Plus, she said, clients trust her more when they know her history.
“It gives you…what’s it called?” Myers said, searching for the right phrase.
“Street cred,” Bucheli responded.
“That’s right. Street credit.”
But the syringe exchange is “not just about the needles,” Bucheli said.
They give out food, clothing, and condoms. They refer people to treatment programs, if they want, as soon as they want. Sometimes people come — hungry, homeless, abused — just wanting to talk. “We do our best to meet their needs,” he said.
On Wednesdays, they make home deliveries. The Wednesday before Thanksgiving, they prepared to bring 20 bags of groceries and several turkeys to clients’ homes, along with syringes to exchange.
Rates of HIV have gone down overall. But the infection rate has “skyrocketed” among young men of color who have sex with men, Myers said.
Today’s young men engage in risky behavior, such as unprotected sex, because “a lot of them didn’t see like I saw, someone dying every other day. Sometimes I think I have PTSD,” Bucheli said. When antiretroviral treatment became available in 1995, “people started living. HIV didn’t define you.”
After Bucheli’s partner died last September of hepatitis C complications, Myers supported him. “If it wasn’t for her, I would have killed myself,” Bucheli said. She went over to his house as he grieved, “slapped [him] around,” and reminded him of the responsibilities he had to fulfill. “A year later, I’m still here.”

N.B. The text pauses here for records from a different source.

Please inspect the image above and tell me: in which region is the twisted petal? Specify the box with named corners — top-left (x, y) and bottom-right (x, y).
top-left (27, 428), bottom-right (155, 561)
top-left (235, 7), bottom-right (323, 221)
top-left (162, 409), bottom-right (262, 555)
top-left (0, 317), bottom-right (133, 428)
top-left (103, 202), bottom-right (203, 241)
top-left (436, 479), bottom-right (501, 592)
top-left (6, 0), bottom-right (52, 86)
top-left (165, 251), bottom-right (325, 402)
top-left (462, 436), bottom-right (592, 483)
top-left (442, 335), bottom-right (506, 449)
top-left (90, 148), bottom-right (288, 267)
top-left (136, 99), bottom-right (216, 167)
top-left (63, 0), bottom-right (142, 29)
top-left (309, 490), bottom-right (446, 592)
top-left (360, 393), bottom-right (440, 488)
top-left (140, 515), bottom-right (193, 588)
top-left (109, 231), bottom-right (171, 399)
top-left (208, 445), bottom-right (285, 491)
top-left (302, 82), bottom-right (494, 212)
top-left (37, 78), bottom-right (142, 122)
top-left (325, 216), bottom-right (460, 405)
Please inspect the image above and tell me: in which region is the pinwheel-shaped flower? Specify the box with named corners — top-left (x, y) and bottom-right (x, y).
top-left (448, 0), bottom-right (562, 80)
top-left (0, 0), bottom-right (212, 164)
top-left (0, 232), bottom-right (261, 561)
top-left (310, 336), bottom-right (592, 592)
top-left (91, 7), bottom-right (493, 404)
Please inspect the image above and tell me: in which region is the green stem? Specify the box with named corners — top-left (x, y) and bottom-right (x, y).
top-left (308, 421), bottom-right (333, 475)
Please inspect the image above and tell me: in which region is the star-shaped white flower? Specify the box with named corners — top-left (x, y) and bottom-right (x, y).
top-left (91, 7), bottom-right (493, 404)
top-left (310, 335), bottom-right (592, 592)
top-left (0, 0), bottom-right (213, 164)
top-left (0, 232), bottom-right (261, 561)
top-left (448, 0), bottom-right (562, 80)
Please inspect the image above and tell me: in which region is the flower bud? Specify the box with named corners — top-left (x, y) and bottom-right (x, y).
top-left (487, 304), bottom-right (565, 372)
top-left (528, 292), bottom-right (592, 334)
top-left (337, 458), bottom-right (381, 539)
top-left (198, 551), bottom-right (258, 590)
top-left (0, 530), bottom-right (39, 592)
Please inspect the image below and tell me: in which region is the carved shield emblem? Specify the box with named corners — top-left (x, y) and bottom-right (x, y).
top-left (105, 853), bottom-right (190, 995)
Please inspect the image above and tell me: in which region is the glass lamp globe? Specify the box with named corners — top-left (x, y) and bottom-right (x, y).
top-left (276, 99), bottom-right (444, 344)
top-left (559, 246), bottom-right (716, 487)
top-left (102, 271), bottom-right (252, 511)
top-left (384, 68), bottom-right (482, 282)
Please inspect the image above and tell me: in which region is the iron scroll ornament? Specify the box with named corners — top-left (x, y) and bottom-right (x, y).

Myers and Bucheli worry that budget cuts will cost the program a position. They are two of four outreach workers.
With more funding, Bucheli said he would expand the van’s hours of operation to 24 hours per day. When the van is off the street, people go back to shooting up unsafely, especially at night.
Working with drug users is difficult at times, but has helped him see his own humanity, he said.
“If I want to get high, I don’t deserve hep C or HIV,” he said. “There are all different reasons why people get high. It doesn’t mean you deserve to get sick.”